Saturday, September 11, 2010

Passive Participants

“Nobody wanted trouble, nobody wanted to make trouble, nobody wanted a showdown…most kids wanted peace at any price.” – The Chocolate War (p.48)

If you’re lucky in middle school and high school, they talk to you about bullying or sexual harassment, and then they talk with you after an incident as well, but who really talks about the way we psychologically manipulate one another. Who really talks about this layer of bullying that entrenches the physical, but exists just as equally on its own?  You’re picked last in gym class—classic example—but there shouldn’t have even been a line-up. Your teachers first set-up a system that then enabled your peers to weigh, measure, and judge you. A kid jumps in front of you in a line for lunch, at the store, when you’re waiting for tickets and you grind your teeth or squeeze your fist, but to what end? They say not to rat out someone else because it’s all about the team or it’s all about the school or it’s all about something that in a few years from now doesn’t really matter (if it ever really did). We take the looks that define what we’re supposed to wear, the curriculum that says what we’re supposed to learn, the organization that says what we’re supposed to think, and then all the pain, torment, and suffering when we don’t quite fit. We take it all silently. Victims. Speechless? Voiceless. Peace at any price? Do we really believe that being all twisted up inside, that feeling unwelcome, unordinary, ridiculed is peace?

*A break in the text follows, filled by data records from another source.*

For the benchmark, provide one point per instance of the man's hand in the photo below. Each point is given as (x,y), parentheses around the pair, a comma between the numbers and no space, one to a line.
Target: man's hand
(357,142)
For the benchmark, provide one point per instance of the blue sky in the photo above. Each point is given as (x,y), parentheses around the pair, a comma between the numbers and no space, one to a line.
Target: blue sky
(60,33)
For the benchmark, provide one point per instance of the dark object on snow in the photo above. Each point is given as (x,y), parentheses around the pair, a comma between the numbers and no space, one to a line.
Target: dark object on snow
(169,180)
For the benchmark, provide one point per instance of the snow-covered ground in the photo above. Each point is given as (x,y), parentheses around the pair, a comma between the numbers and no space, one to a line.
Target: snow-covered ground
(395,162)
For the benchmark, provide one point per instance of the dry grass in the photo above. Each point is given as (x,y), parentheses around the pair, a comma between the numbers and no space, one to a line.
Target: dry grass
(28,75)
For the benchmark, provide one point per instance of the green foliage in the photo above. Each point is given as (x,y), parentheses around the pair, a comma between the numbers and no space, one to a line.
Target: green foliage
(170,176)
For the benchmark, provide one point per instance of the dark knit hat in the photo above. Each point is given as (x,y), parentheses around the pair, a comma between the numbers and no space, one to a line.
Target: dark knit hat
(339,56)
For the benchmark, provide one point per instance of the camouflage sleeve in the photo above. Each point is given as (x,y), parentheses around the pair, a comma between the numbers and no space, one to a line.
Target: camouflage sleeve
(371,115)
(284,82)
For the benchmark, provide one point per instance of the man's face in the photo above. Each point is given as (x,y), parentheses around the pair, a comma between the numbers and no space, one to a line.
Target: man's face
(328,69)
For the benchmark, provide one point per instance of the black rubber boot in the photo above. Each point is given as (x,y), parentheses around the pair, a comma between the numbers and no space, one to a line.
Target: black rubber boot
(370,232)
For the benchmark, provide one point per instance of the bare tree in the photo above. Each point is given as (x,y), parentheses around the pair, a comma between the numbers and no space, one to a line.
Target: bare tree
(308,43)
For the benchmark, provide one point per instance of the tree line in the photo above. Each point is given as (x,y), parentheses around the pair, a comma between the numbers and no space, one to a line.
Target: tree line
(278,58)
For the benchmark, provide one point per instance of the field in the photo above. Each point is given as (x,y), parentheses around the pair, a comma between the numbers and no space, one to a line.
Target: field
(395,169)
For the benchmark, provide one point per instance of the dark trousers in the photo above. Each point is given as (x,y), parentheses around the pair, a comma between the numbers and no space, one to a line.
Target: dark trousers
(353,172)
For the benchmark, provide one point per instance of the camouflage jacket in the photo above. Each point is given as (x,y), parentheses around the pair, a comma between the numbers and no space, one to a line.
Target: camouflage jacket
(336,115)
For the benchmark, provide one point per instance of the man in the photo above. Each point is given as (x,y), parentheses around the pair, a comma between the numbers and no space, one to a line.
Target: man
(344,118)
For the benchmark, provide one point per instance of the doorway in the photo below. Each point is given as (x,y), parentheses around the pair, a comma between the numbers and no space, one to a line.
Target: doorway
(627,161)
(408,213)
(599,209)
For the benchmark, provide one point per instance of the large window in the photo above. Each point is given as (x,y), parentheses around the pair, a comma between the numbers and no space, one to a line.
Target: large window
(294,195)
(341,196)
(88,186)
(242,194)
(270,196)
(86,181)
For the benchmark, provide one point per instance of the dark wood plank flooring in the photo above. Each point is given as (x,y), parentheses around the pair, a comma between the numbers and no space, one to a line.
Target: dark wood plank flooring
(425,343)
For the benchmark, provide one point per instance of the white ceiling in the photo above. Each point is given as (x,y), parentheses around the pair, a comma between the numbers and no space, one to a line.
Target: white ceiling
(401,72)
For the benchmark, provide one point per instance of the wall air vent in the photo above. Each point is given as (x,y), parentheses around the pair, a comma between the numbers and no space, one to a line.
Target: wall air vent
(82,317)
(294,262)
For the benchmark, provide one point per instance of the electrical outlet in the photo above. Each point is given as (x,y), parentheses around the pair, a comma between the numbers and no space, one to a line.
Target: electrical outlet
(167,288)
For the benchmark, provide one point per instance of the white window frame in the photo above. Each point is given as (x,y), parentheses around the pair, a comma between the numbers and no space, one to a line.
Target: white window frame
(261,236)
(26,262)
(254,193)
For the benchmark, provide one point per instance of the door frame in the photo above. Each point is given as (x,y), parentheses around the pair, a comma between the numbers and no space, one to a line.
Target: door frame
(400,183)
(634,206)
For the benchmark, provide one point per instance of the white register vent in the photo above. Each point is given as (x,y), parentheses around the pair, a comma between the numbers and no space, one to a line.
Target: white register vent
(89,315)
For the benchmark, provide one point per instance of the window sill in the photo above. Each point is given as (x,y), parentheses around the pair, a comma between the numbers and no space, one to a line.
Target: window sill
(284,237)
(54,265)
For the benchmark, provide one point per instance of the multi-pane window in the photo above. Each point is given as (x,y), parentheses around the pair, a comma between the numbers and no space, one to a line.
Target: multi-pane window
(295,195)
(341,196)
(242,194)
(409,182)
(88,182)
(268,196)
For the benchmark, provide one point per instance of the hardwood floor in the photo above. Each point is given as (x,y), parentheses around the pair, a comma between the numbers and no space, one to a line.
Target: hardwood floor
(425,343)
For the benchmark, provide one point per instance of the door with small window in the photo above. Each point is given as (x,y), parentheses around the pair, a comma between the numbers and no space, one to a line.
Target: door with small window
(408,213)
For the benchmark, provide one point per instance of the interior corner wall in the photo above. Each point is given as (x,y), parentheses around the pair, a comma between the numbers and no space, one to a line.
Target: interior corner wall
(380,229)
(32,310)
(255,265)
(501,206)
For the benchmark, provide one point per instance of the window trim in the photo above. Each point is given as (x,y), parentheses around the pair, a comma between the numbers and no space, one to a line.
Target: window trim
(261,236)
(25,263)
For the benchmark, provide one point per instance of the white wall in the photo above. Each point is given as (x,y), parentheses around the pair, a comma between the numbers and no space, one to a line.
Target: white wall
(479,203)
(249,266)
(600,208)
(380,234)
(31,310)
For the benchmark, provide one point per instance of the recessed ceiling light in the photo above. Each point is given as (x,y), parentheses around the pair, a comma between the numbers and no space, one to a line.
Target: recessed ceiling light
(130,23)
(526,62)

Silent victimization maintains the system and then the systems maintain those systems until we’ve trapped ourselves into a process that sets group mentality against individuality. We’re in a state where we’re more likely to help others when there’s no one else around. We bully ourselves. There’s a group like the Vigils in all our schools and companies, and we’re all involved, passively participating in all the psychological posits and positions.

Did we ever think about saying no to selling the box of chocolates? Damn it, why not?


Danielle Maxwell 

3 comments:

  1. Just to be the devil's advocate, is the question to ask here not so much IF we thought about saying no, but rather deciding if our prerogatives in doing so, should in fact be our prerogatives

    -Lucy

    ReplyDelete
  2. I think there's some confusion first off as to what I am asking. The question is in the "why" rather than the "if." Thus, the response to a why not could be that we find ourselves bound to the psychological models that exist within our system or you could argue against the existence of these models and suggest instead that we don't have right to say no/it's not in our power...perhaps even that the models do exist, but outside of us, suggesting group mentality is designed to win out over individual. (Or I missed your question entirely; please clarify if so.)

    ReplyDelete
  3. It's interesting that they did not want to use Claudette as the face for the movement at first because of her background. They were very unsure about her, because she was from a poor neighborhood and she was being raised by her great aunt and uncle.
    I'm surprised the leaders of the civil rights movements in Montgomery at the time had the luxury of being picky about who they chose to get involved and represent the bus boycotting.